If you’re a council tenant, then the local authority should provide you with somewhere else to stay in these circumstances.
It’s not compulsory for landlords to provide alternative accommodation to tenants. It depends on your tenancy agreement.
If it’s written into the agreement that you’re committed to rehouse a tenant should the property become uninhabitable, then it’s a good idea to take out a landlord insurance policy that includes alternative accommodation cover. Otherwise, you’d have to bear the expense yourself.
If you can’t take your pets with you to your temporary housing, alternative accommodation cover could pay for boarding in kennels or a cattery.
And if your possessions need to be moved out of your home to protect them while repairs take place, then alternative accommodation cover can also pay for the cost of putting them into storage.
If your home is damaged to such an extent that it’s uninhabitable, then you can usually make a claim for alternative accommodation.
Your insurer will have its own definition for what qualifies as uninhabitable.
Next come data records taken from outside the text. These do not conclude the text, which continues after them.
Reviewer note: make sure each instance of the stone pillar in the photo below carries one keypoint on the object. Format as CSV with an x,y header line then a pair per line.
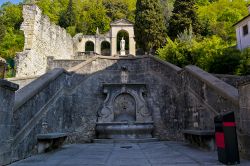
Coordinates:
x,y
244,126
97,46
113,46
7,98
132,46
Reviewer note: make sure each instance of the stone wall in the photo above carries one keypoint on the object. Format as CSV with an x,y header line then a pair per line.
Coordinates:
x,y
42,39
69,102
233,80
62,63
162,97
244,125
7,96
40,101
22,81
205,97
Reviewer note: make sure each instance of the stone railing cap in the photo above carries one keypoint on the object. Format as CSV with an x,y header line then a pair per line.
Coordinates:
x,y
2,60
8,85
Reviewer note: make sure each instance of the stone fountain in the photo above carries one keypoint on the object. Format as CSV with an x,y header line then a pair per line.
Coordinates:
x,y
124,114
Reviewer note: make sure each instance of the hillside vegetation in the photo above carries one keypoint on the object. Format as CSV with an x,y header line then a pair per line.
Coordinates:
x,y
183,32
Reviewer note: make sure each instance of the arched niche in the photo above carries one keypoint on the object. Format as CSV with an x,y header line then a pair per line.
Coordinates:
x,y
105,48
125,35
89,46
124,108
122,25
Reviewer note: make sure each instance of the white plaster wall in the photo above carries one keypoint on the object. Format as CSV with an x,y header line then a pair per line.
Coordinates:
x,y
243,41
42,39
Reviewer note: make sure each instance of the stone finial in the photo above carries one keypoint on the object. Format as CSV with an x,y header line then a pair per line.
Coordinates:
x,y
2,60
97,31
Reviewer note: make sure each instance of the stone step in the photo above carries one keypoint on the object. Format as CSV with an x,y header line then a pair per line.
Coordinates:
x,y
110,141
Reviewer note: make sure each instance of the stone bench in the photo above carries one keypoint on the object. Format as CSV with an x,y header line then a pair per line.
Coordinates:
x,y
50,141
201,138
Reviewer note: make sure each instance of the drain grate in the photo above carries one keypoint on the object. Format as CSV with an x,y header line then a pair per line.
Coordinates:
x,y
126,147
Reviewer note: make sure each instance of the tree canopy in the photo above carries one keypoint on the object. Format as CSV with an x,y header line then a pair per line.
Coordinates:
x,y
150,30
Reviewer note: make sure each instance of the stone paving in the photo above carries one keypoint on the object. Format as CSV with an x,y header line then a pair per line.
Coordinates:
x,y
128,154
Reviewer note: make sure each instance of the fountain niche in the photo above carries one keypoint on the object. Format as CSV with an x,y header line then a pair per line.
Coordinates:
x,y
124,114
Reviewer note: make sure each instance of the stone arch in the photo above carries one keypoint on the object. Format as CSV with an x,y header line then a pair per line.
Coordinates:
x,y
105,48
89,46
118,26
122,33
124,108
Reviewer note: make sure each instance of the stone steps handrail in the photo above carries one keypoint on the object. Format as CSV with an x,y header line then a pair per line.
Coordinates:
x,y
225,89
28,127
176,68
27,92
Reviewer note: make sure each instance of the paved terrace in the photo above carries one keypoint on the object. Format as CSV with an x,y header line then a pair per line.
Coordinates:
x,y
129,154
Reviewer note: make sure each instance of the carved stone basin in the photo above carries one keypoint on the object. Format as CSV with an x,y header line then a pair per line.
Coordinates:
x,y
125,114
124,130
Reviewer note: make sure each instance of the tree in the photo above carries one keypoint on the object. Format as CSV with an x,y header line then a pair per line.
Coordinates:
x,y
217,18
68,17
149,25
96,17
184,15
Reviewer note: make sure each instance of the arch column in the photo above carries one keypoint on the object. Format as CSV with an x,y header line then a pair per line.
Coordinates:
x,y
97,46
132,46
113,46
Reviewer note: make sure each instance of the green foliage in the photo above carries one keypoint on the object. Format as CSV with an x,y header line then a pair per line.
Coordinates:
x,y
68,17
217,18
244,67
149,25
11,38
120,9
184,15
53,9
95,17
211,54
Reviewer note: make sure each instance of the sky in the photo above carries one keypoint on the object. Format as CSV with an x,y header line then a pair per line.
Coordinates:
x,y
13,1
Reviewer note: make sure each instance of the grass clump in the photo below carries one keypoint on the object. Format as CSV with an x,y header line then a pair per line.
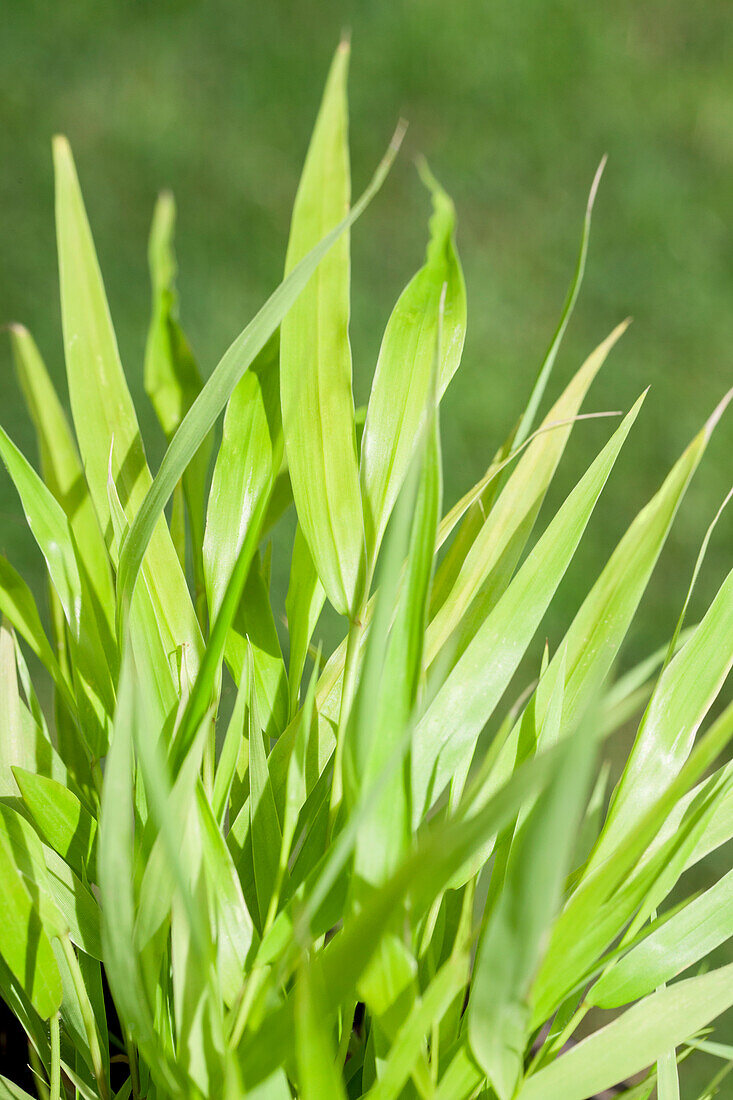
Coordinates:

For example, just cosmetic issues or minor damage to walls, floors and ceilings won’t count.
Uninhabitable conditions usually include:
If your property suffers major damage caused by an insured event you can make a claim on home insurance.
If there’s a major incident, a loss adjuster will usually be sent to your home to assess the damage, the extent of repair work necessary and whether or not your home is fit to live in.
If it’s decided that it’s safe to live in while repairs are carried out and all the necessary essentials like running water and electricity are working, then you may be advised to stay in your home while repairs are underway.
But if it’s deemed unsafe then your insurers will accept a claim for alternative accommodation costs and discuss the available options with you.
You may find that you incur extra costs - either in your own home or in alternative accommodation - while repairs are completed.
For example, if you’re staying in a hotel or B&B where there’s no cooking facilities, or if your kitchen has been affected by a fire but your home is still habitable, you may have to pay extra for meals out or takeaways.
Or if your home or accommodation doesn’t have a washing machine, you may need to use a launderette.
Similarly, petrol or public transport costs for your commute may be costing you more.
Your insurer may agree to pay you a disturbance allowance to cover these additional necessary expenses. There may be a standard daily rate per child and adult that they pay out, depending on the policy.
If you want to claim more than they’re offering, you’ll need to keep receipts and provide evidence that your normal outgoings were considerably less than what you’re currently having to spend.
Alternative accommodation costs should be paid until your property is safe to live in, subject to the maximum limit on the policy.